No obstante, el ajuste neoliberal nutrido por el slogan “No hay alternativa” y la plasticidad oportunista de Thatcher como única ideología sólo desencadenaron la baja del producto interior bruto, la triplicación del desempleo, el derrumbe de la actividad industrial y un gasto público superior al heredado del gobierno laborista. A finales de 1981, “menos de una cuarta parte de los votantes creían que la señora Thatcher estaba haciéndolo bien como Primera Ministra”, escribe Kershaw. Fue en este contexto que el gobierno británico se involucró en la Guerra de las Malvinas contra Argentina.
“En 1981 y a principios de 1982, las Malvinas apenas figuraron en la agenda del gobierno británico”, señala Kershaw. Solo en marzo de 1982, muy poco antes de la recuperación argentina de las islas en abril, el gobierno despertó a las circunstancias que le permitirían explotar una indignación que “iba desde los patrioteros conservadores de derechas hasta la izquierda laborista”.
Una vez que la expedición militar británica zarpó hacia las Islas Malvinas desde Portsmouth, Thatcher apostó a que un desenlace de la guerra en su favor, a pesar del fuerte dejo colonialista, se convertiría en un beneficio político. El hundimiento del Crucero General Belgrano fuera de la zona de exclusión, en el que murieron 363 argentinos, le valió reproches internacionales y críticas dentro de su propio país, “pero Thatcher nunca dudó de que había sido una decisión correcta”. Poco más tarde, tras la rendición argentina, el índice de popularidad de Thatcher llegó hasta el 51%.
Impulsada por esta fugaz popularidad, Thatcher profundizó la remodelación de la economía británica, al mismo tiempo que intentó usufructuar la renacida ilusión de que Gran Bretaña, a pesar de la evidente superioridad de los Estados Unidos, Europa y la Unión Soviética, seguía siendo un actor importante en la escena mundial.
De todos modos, cuando en 1984 el Sindicato Nacional de Mineros se enfrentó a su gobierno en respuesta al plan de cierre de yacimientos, la implacabilidad de la Dama de Hierro, como la habían bautizado los soviéticos, ya se había pulverizado.
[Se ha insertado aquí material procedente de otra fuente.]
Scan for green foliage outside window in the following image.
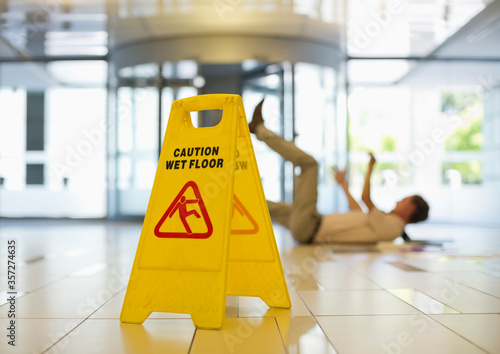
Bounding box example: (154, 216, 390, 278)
(350, 134, 398, 152)
(443, 161, 482, 184)
(441, 92, 483, 184)
(444, 117, 483, 152)
(349, 162, 411, 187)
(442, 92, 483, 151)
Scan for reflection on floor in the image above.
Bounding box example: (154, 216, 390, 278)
(1, 220, 499, 353)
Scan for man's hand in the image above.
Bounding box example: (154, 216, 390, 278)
(362, 152, 376, 211)
(368, 152, 376, 168)
(332, 166, 347, 185)
(332, 166, 362, 211)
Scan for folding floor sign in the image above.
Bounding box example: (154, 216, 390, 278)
(120, 94, 291, 329)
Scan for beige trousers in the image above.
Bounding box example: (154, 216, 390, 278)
(256, 125, 322, 243)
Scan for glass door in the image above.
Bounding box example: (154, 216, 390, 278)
(112, 62, 200, 217)
(0, 61, 107, 218)
(242, 65, 290, 203)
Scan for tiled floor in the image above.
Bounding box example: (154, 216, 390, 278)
(1, 220, 500, 353)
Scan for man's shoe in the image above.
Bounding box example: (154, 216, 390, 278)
(249, 98, 265, 134)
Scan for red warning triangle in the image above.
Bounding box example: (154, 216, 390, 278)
(231, 194, 259, 235)
(154, 181, 213, 239)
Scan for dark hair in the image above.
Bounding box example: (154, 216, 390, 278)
(409, 195, 429, 223)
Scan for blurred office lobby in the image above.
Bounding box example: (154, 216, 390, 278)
(1, 0, 500, 353)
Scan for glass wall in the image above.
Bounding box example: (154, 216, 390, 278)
(0, 61, 107, 218)
(294, 62, 340, 214)
(242, 68, 285, 203)
(346, 59, 500, 225)
(108, 60, 343, 218)
(242, 62, 342, 213)
(109, 61, 201, 217)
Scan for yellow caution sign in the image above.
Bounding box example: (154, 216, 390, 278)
(120, 94, 291, 329)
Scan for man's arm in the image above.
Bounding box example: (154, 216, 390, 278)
(333, 167, 362, 211)
(361, 152, 376, 211)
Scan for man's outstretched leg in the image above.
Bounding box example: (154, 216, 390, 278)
(250, 99, 321, 243)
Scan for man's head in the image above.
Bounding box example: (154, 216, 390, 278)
(393, 195, 429, 224)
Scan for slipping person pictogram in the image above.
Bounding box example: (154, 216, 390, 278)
(154, 181, 213, 239)
(231, 194, 259, 234)
(169, 195, 201, 235)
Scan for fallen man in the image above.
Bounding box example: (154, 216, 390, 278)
(249, 99, 429, 244)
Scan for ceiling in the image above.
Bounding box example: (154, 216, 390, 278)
(0, 0, 498, 59)
(0, 0, 498, 88)
(394, 0, 500, 87)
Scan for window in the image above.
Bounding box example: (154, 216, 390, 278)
(441, 91, 483, 185)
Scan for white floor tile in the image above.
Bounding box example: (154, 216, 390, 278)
(476, 285, 500, 298)
(419, 287, 500, 313)
(299, 290, 421, 316)
(1, 220, 499, 353)
(190, 317, 285, 354)
(238, 289, 311, 317)
(40, 275, 127, 294)
(317, 315, 485, 354)
(368, 272, 454, 289)
(53, 319, 195, 354)
(3, 289, 114, 319)
(431, 314, 500, 353)
(287, 272, 325, 290)
(276, 316, 337, 354)
(9, 275, 63, 293)
(312, 263, 380, 290)
(438, 271, 500, 294)
(388, 288, 459, 314)
(0, 318, 82, 354)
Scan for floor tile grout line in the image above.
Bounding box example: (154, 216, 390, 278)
(344, 261, 389, 289)
(416, 276, 500, 308)
(413, 288, 465, 314)
(295, 288, 432, 317)
(41, 286, 125, 354)
(0, 273, 73, 303)
(424, 315, 490, 353)
(311, 314, 340, 353)
(313, 313, 490, 353)
(432, 312, 500, 315)
(382, 288, 431, 316)
(2, 261, 123, 300)
(297, 288, 389, 292)
(382, 287, 493, 352)
(292, 288, 315, 318)
(187, 328, 197, 354)
(462, 286, 500, 300)
(481, 269, 500, 279)
(292, 287, 346, 352)
(273, 316, 289, 354)
(387, 287, 462, 314)
(88, 286, 127, 319)
(41, 318, 88, 354)
(314, 314, 426, 321)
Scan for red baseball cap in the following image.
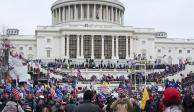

En retrospectiva, ni las internas sindicales, el fastidio colectivo contra los huelguistas o la larga campaña oficial contra una actividad que se consideraba deficitaria y contaminante evitarían “un duradero legado de profundo odio al gobierno de Thatcher”.
Tras su salida del gobierno en 1992, cada vez más aislada y con los estragos de la demencia, la muerte de Margaret Thatcher en abril de 2013 despertó escenas grandilocuentes de admiración y odio. Caracterizada por haber dinamitado el modo de existencia de los dos extremos de la sociedad británica, como la describió el escritor inglés Martin Amis, la gestión thatcherista del poder significó, ante todo, una entrada por la fuerza a una vida regida por el mercado. “Al día de hoy”, escribe Kershaw, “aún no han sanado las heridas de quienes se llevaron la peor parte de las políticas económicas de su gobierno”.